Emotive and captivating stories are the currency of any culture. As Marriott corporate lore has it, the company’s global rise was seeded by a humble stand vending root beer and tamales in pre-depression Washington, D.C. The stand was owned by the Marriott family, and this continuity is an important part of what sets the corporation apart in the world today.
In the narrative of the Marriott Corporation, the company is a hospitality empire still seeking its equal after 85 years under the tutelage of a single family. Today the company welcomes guests to some 3,700 locations across 72 countries. Marriott employed 129,000 staff at the end of September 2011 and is the highest-ranked corporation with more than 100,000 employees in the United States in the Fortune Magazine’s and Great Places to Work Institute’s (GPTWI)’s ranking of the 100 best US companies to work for.
Despite pressures recent turbulent years in the global economy dampening results in the hospitality industry, Marriott has been able to retain its top-100 workplace status in the US for 15 years running. Last October it ranked seventh in the GPTWI’s first list of the best multinational workplaces globally.
Growth in emerging markets is important in Marriott’s global agenda for expanding its capacities by 105,000 managed rooms, 30,000 of which are to be added in 2012. The UAE is part of the agenda with high-profile openings in Abu Dhabi and Dubai.
In the UAE, Marriott rose to third-best company to work for in 2012 from fourth position in the inaugural 2011 list. Of the multinational companies in the 2012 UAE Best Companies list, Marriott supplies the most jobs with a wide range of profiles and reported the largest year-on-year numerical growth in job offerings of the top ten companies to work for.

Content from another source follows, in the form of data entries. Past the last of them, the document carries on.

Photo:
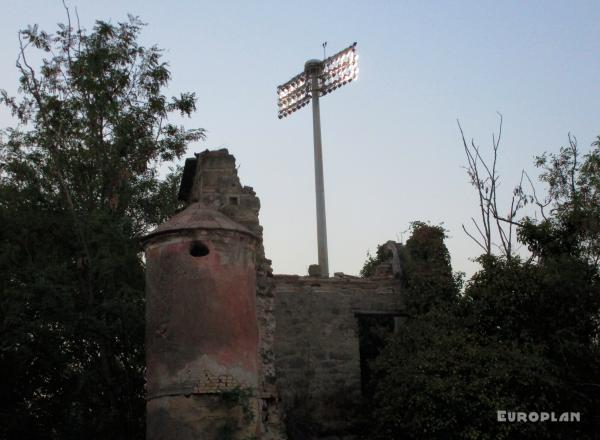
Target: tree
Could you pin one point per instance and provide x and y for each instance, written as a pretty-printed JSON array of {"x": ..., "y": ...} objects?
[
  {"x": 78, "y": 186},
  {"x": 524, "y": 333}
]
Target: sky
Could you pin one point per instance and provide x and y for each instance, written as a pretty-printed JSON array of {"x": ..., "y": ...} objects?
[{"x": 391, "y": 145}]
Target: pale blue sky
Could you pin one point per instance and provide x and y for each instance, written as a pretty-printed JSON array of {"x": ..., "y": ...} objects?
[{"x": 392, "y": 152}]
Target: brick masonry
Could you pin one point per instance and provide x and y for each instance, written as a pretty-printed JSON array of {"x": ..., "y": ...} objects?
[{"x": 308, "y": 329}]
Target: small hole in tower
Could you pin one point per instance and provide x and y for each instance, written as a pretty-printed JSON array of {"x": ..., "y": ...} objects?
[{"x": 198, "y": 249}]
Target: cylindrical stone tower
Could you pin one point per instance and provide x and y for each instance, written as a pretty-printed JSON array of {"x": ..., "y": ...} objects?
[{"x": 201, "y": 328}]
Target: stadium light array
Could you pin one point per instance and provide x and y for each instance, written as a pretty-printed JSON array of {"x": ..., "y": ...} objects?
[{"x": 318, "y": 79}]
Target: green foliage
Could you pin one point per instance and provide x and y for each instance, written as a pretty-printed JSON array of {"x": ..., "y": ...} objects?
[
  {"x": 78, "y": 186},
  {"x": 371, "y": 263},
  {"x": 522, "y": 337}
]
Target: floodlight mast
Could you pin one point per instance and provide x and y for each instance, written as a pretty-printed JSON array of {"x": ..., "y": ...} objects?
[
  {"x": 318, "y": 79},
  {"x": 313, "y": 70}
]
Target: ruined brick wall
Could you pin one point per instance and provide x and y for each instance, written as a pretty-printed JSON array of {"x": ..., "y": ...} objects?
[
  {"x": 308, "y": 330},
  {"x": 317, "y": 355},
  {"x": 213, "y": 180}
]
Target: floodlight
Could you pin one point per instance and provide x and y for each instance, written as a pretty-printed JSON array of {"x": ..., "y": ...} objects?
[{"x": 318, "y": 79}]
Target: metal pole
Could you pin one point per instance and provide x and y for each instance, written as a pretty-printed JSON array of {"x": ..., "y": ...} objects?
[{"x": 314, "y": 67}]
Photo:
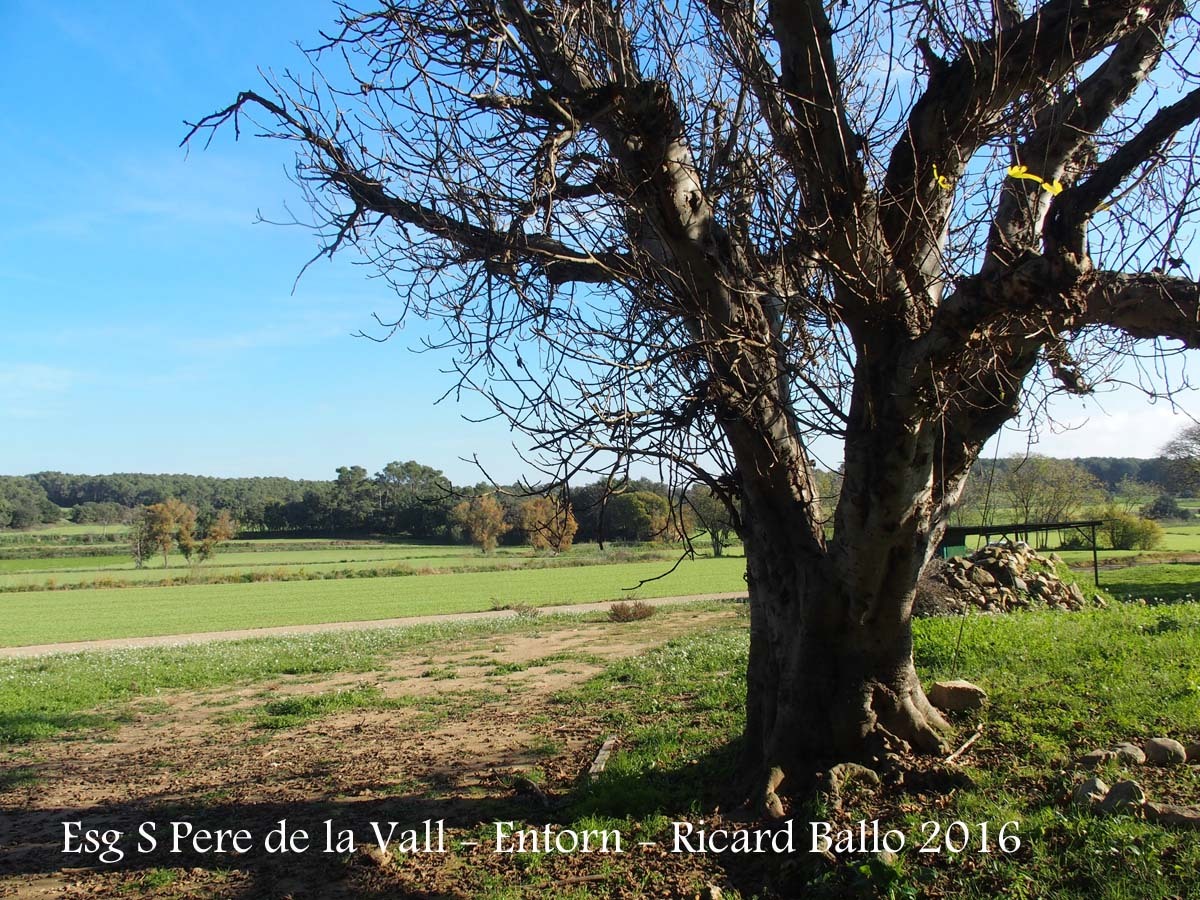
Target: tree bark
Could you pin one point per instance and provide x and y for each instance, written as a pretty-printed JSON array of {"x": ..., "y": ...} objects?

One might think that service-focused ventures have an edge in developing strong workplace cultures but all hospitality corporations have this same theoretical advantage, says Gary Dodds, vice president, human resources, Middle East and Africa at Marriott International.
“We are all hotel groups” he says, “and there really are a lot of great companies out there. I think the difference with us is our culture. Of the big hotel groups in the world, we are the only one whose name above the door is the chairman of the same family in situ.”
Dodds credits the strength of this culture to more than just continuity in the company’s name and ownership. It is a “genuine living culture” nurtured very actively over five decades and it is built around persistent core family values of dignity and respect — specifically respect for the employee before anyone else, he tells Executive. “If you learn that you as an employee are first in the mind of your manager before the guest, this is quite powerful. Because if we don’t care for you, why would you bother caring for the guest?”
The Great Place to Work Culture Audit highlights how this employee centricity at Marriott manifests as culture of appreciation. Employees — or associates as Marriott calls them — who receive a note of special thanks from a guest are rewarded not just by their direct or regional managers. They receive a Certificate of Excellence signed by the Chairman at the corporate headquarters.
In another expression of this culture, senior leaders in the corporation will first attend to employee needs when they visit a property and their chairman often interacts with core operational staff, such as housekeepers, cleaners, or engineers when visiting a Marriott-managed property anywhere in the world, adds Dodds.
Besides appreciation, the culture fosters communication through institutions such as Associate Relations Committees, which represent employee interests and empower communications between management and staff. On a global level, the organization moreover operates a fair treatment hotline for employees.
Most of the hotels under the group’s different brands are managed by the corporation. But since ownership is usually in the hands of local investors in various markets, the company has to satisfy their business interests. The paradigm for providing property owners with decent profits is fully in sync with the Marriott culture, Dodds says. “It’s the same three stakeholders: take care of your employees, take care of the guests, the guests drive the money that takes care of the owner.”